Golden Rice: the miracle crop greens love to hate


Rice is the staple food of over 3.5 billion people, most of whom live in the poorest parts of the world. But the world’s staple does come with one major drawback. Despite being loaded with other nutrients, rice is naturally lacking in vitamin A.

The Lancet estimates that, every year, around 670,000 children under the age of five die as a result of vitamin-A deficiency. Imagine, then, the development potential of a genetically modified, mass-market strain of rice that is packed with all the typical nutrients you’d expect, but which also comes loaded with vitamin A.

Golden Rice is such a crop, and it’s the genetically modified organism (GMO) the South has been waiting for. Unfortunately, certain groups are agitating against Golden Rice over claims it is dangerous – despite it having passed every test and safety check it has ever faced. This resistance is largely thanks to environmental organisations like Greenpeace, who have spent decades campaigning relentlessly against GMOs on the basis of unfounded health concerns.

This is despite the fact that GM foodstuffs are commonplace in the US, where the crops are needed far less than they are in the poorest parts of the world. Yet Greenpeace continues to wage war on these revolutionary new foodstuffs, batting away study after study that emerges in defence of GMOs like Golden Rice.

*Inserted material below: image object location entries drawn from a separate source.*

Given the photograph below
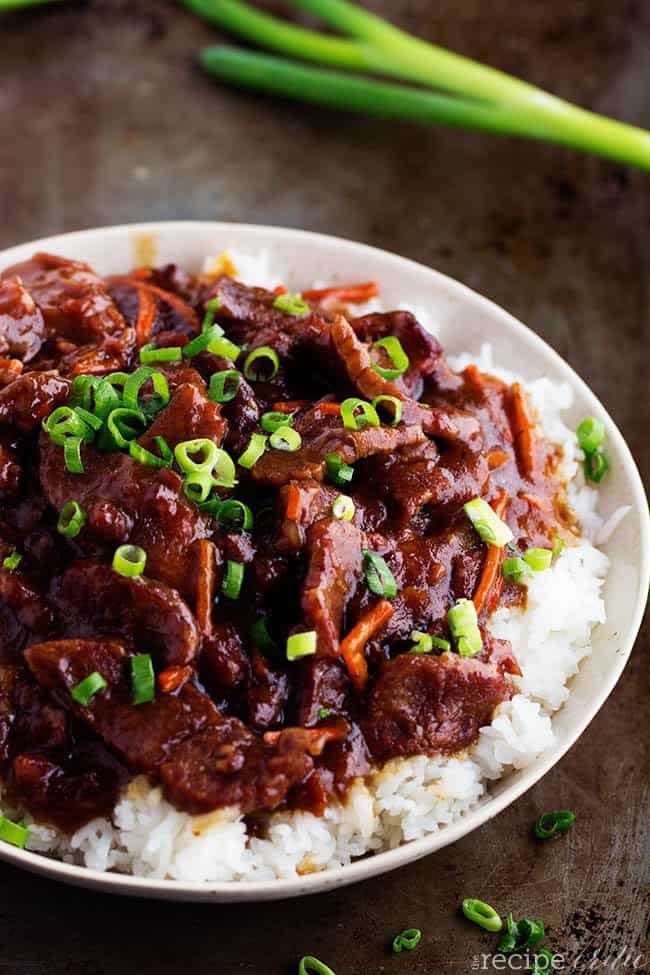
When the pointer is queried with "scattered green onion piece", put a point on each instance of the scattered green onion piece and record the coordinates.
(143, 679)
(590, 434)
(202, 341)
(301, 645)
(463, 624)
(538, 558)
(393, 402)
(203, 449)
(129, 560)
(72, 455)
(272, 421)
(596, 466)
(225, 348)
(380, 579)
(71, 519)
(358, 414)
(338, 472)
(285, 438)
(256, 364)
(224, 385)
(407, 940)
(254, 450)
(235, 516)
(233, 579)
(554, 823)
(12, 561)
(292, 304)
(482, 914)
(487, 523)
(85, 690)
(13, 833)
(343, 508)
(151, 353)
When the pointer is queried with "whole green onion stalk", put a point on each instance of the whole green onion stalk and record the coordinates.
(467, 94)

Greenpeace has become so blindly dogmatic in its approach that, late last month, 110 Nobel Laureates signed an open letter condemning its rejection of GMOs. The signatories, who account for one third of living Nobel laureates, went so far as to suggest that Greenpeace’s demonisation of perfectly healthy GMOs, particularly Golden Rice, is akin to a ‘crime against humanity’. They estimate that many of the two million annual deaths attributed to vitamin-A deficiency could be prevented by Golden Rice.

In its response, Greenpeace claimed that its opposition to Golden Rice is down to the failure of manufacturers to produce it cheaply and plentifully. This is a bit rich, considering obstructions by environmentalists has made production of Golden Rice difficult. In 2013, green activists destroyed trial plots of Golden Rice in the Philippines – setting its development back by years.

Perhaps eco-alarmists genuinely believe, in their own paternalistic way, that they are helping the global poor by restricting their access to these new crops. However, their dogmatic resistance to scientific progress is doing more damage than all the GMOs in the world ever could.

Greenpeace should consider looking at the facts. Throughout the history of their existence, nobody has died as a result of eating GMOs. Countless lives have certainly been lost in that time, however, and many development opportunities have been stifled, thanks to hunger.

It’s time organisations like Greenpeace ended their ingrained opposition to Golden Rice and other GM crops. It’s time we all embraced the life-changing potential of such crops.